Structural, morphology, optical, and magnetic study of room-temperature ferromagnetic α-Fe2O3 nanofibers

In this study, the electrospinning technique was successfully used to fabricate α-Fe2O3 nanofibers. Fe(NO3)3-9H2O, polyvinyl pyrrolidone (PVP), and N,N-dimethylformamide (DMF) were used as sol for spinning nanofibers, and the final product was calcined at three different calcination temperatures 500 °C, 600 °C, and 700 °C. Nanofiber samples were characterized by X-ray diffraction (XRD), Fourier Transform Infrared (FT-IR), scanning electron microscopy (SEM), diffuse reflectance spectroscopy (DRS), and vibrating sample magnetometer (VSM) techniques. In view of the structural and chemical properties, XRD and FT-IR confirmed the formation of well-crystalline α-Fe2O3 nanofibers without any phase transition after thermal treatment.

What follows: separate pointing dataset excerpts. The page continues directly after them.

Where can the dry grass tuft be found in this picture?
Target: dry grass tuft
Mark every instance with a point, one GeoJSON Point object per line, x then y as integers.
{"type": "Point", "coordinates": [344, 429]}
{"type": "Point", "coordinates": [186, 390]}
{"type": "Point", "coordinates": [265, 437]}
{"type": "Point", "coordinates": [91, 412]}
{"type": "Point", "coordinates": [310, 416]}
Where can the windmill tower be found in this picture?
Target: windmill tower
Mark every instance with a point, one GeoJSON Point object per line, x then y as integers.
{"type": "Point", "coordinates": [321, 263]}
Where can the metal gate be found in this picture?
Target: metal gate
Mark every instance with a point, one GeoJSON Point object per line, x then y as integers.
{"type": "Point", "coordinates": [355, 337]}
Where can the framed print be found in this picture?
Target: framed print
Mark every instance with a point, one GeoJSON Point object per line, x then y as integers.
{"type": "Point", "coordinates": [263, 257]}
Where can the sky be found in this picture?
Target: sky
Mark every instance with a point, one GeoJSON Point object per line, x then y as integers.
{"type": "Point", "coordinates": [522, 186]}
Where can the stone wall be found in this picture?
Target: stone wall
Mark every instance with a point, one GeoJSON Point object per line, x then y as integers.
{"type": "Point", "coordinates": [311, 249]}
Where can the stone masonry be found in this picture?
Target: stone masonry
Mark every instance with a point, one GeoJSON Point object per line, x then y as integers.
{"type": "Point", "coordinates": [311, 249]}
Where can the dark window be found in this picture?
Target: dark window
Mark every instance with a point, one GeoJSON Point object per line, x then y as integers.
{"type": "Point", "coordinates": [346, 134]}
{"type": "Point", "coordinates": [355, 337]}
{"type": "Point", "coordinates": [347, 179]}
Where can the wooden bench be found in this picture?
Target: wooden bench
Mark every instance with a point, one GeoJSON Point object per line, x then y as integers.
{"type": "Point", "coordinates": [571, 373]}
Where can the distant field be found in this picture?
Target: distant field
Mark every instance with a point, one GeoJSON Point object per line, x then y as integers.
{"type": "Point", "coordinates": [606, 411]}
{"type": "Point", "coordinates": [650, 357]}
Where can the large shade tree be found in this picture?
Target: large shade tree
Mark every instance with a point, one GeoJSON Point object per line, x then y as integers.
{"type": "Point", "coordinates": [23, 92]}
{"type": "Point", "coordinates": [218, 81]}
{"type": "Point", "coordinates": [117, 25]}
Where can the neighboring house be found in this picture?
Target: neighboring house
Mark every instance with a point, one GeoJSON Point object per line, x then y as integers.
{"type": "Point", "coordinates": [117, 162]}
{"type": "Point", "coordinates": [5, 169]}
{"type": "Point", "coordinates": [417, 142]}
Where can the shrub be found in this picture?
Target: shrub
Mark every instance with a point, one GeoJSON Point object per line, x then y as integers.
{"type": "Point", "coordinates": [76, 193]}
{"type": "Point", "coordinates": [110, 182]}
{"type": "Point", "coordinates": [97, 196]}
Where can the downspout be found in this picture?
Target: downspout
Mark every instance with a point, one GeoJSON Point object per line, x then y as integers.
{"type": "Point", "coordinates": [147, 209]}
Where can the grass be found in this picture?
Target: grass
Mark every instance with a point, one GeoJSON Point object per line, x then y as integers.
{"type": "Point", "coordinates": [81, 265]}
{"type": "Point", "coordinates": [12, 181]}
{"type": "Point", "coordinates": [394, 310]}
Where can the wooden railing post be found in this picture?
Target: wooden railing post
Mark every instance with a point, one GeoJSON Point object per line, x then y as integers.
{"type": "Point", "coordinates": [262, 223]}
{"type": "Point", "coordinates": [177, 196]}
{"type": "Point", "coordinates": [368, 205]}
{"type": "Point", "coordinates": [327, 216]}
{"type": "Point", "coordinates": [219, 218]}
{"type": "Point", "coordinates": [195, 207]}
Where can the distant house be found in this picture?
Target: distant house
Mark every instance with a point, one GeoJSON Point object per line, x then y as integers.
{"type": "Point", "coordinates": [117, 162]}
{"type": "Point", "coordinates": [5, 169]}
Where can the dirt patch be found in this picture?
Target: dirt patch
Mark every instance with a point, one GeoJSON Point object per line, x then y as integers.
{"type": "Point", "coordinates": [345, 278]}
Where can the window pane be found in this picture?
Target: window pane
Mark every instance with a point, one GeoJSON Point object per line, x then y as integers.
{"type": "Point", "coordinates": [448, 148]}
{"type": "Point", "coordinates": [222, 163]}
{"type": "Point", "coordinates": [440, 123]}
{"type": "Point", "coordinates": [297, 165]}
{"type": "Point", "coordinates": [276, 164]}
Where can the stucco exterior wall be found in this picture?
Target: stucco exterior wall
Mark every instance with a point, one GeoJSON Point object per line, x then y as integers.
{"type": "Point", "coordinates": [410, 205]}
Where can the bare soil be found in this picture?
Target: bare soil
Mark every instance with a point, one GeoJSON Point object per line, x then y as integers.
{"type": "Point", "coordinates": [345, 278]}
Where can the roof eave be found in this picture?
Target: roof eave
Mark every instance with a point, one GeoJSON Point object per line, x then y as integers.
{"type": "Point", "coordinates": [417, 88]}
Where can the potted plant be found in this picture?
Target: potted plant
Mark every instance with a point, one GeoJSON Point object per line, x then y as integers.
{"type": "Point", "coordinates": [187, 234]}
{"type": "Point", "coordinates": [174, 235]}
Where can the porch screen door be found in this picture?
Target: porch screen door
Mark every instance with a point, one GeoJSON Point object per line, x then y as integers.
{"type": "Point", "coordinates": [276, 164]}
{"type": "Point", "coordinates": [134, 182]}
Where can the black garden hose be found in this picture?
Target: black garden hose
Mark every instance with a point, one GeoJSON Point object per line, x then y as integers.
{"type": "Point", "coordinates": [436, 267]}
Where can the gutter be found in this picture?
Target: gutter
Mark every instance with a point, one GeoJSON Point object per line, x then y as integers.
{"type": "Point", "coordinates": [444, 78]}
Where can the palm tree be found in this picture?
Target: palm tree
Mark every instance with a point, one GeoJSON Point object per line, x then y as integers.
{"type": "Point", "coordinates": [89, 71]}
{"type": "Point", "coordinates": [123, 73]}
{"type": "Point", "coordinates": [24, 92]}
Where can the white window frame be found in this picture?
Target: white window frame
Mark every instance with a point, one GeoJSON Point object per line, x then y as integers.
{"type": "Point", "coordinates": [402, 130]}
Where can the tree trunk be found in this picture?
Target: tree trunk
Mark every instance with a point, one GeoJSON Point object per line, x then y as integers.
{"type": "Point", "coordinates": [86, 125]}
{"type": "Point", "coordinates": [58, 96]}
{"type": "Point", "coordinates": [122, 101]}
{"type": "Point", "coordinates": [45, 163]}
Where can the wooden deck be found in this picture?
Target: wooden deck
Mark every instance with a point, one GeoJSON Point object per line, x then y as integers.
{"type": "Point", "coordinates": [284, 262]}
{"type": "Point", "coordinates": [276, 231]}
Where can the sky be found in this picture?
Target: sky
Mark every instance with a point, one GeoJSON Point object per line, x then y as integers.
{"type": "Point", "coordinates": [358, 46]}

X-ray diffraction patterns shows single rhombohedral phase of the α-Fe2O3 fibers. It is evident from the Rietveld refinement of X-ray diffraction data that calcination temperatures have influenced on the microstructural parameters of nanofibers. SEM observations revealed the formation of smooth, granule, and beaded free fibers after calcination of as-spun fibers. DRS measurement indicates different electronic transition in the wavelength interval 270–750 nm. VSM analysis shows ferromagnetic behavior of the prepared fibers.